SCOTLAND'S hospitality bosses have urged Nicola Sturgeon to scrap the country's vaccine passport scheme for the sector and end the legal requirement for customers and staff to wear face masks.
Their demand comes ahead of the publication tomorrow of the Scottish Government's updated strategic framework on living with Covid which is expected to set out how ministers will manage the ongoing pandemic.
Scotland's vaccine passport scheme was introduced last year with the aim of enabling events to go ahead despite surging cases of the virus and encourage the uptake of the vaccine in younger people. Critics, including hospitality chiefs, said there was no evidence that the measure did increase vaccine take up.
The rules were updated in December so everyone (unless medically exempt) attending settings covered by the scheme had to show they have been fully vaccinated, or that they have a record of a negative rapid lateral flow test (LFD) or PCR taken within the previous 24 hours of entry to a venue.
As well as being required for large sporting events, since October Covid status certificates have been needed to get into late night premises with music, which serve alcohol at any time between midnight and 5am and have a designated place for dancing for customers.

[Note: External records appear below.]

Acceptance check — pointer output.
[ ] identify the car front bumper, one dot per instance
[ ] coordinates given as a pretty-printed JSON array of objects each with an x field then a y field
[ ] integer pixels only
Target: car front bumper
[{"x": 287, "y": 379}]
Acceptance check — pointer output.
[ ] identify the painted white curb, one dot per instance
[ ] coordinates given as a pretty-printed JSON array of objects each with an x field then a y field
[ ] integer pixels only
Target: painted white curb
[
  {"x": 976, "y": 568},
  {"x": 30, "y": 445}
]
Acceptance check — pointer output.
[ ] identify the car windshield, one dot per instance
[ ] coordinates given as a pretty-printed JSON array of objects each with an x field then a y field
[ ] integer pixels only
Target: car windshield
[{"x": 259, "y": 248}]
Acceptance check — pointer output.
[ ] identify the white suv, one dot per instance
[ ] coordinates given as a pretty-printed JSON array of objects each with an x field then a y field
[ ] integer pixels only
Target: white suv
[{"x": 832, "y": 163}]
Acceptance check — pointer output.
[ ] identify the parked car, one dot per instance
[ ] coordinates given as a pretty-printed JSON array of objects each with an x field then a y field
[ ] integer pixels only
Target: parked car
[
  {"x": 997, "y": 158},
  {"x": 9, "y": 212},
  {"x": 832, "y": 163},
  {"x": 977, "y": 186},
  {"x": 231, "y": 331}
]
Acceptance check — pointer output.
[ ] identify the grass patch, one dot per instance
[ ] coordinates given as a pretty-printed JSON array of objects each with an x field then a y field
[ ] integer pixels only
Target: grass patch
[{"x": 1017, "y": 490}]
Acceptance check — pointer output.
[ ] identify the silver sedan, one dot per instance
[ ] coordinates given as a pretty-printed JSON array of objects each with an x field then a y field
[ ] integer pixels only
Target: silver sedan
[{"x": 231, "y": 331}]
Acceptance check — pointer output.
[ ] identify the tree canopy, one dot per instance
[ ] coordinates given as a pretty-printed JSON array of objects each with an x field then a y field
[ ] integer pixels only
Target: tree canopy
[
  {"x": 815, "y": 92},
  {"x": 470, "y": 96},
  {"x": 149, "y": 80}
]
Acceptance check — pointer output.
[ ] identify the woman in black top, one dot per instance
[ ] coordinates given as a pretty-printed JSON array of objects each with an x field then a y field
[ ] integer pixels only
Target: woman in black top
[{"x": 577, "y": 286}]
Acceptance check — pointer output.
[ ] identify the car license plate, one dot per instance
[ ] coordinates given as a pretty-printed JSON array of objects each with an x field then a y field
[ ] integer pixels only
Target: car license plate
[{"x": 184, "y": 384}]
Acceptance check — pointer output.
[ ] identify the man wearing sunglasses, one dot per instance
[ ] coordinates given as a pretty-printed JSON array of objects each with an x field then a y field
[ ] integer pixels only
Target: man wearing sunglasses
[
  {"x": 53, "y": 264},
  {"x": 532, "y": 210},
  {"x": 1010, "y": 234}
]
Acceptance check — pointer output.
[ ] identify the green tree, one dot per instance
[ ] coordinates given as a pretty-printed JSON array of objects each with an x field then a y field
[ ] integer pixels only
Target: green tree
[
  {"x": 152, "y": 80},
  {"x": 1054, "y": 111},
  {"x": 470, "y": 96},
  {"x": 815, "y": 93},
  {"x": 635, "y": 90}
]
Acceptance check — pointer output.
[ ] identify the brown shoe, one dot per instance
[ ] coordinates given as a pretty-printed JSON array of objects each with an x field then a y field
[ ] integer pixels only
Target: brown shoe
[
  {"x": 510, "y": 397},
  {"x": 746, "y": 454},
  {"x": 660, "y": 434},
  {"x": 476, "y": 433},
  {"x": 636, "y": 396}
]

Stephen Montgomery, spokesman for the trade organisation the Scottish Hospitality Group, which opposed the introduction of vaccine passports, told The Herald he wanted the Government to lift the measure as well as the law on wear face coverings in pubs, restaurants and similar venues.
He called for the latter legal requirement to be downgraded into guidance instead and added that the UK governments's advisory body Scientific Advisory Group for Emergencies (SAGE) had found people were more likely to catch Covid in shops rather than in hospitality venues.
"The hospitality trade lost a £1 billion trade in Scotland alone in December. If we are going to survive, we need the regulated restrictions axed and put into guidance," Mr Montgomery told The Herald.
"What needs to completely go is Covid certification, that has had no benefit at all and reduced customer confidence.
"Once you put restrictions in place for a particular sector you are naming that sector as a risk.Yet SAGE found people were more likely to contract Covid in retail than in hospitality.
"Hospitality is the only place where you have track and trace, Covid certification and face coverings. Retail have nothing apart from face coverings. Vaccine passports have got to go for hospitality to restore customer confidence."
Currently customers and staff in pubs and restaurants are legally obliged to wear face masks in bid to reduce the virus spreading. Mr Montgomery argued the rules were confusing as someone walking across the bar with a drink was not required to wear a mask, while someone crossing the room to go to the toilet was.
"The wearing of face coverings should be put into guidance," he said.
"We have to put trust in the public. People are well aware of where they feel safe or don't. Businesses should be trusted to make their environments safe."
"We lost £1 billion in turnover in December alone. We have lost more than 1000 businesses and the sector needs to recover."
Tracy Black, CBI Scotland Director, said: "The publication of a new Strategic Framework for living with the virus will mark an important step as Covid shifts from the pandemic to endemic phase. Firms will hope it signals the end of the cyclical restrictions that have hit jobs and livelihoods hard.
“While the Scottish Government was absolutely right to move quickly to combat the risk posed by Omicron, we now need to start rebuilding confidence to ramp-up Scotland’s economic recovery. Against a backdrop of rising business costs and difficult trading conditions, that means helping beleaguered firms to get back to normal operations as best as possible – as well as encouraging customers to go out and support the businesses they really value.”
In her Covid update to Holyrood on February 8, the First Minister suggested some restrictions would be lifted with"on-going use of vaccination" a key part of the new framework.
She said the document would "set out in greater detail our approach to managing Covid more sustainably and less restrictively" in the remaining phases of the pandemic and as the virus becomes endemic.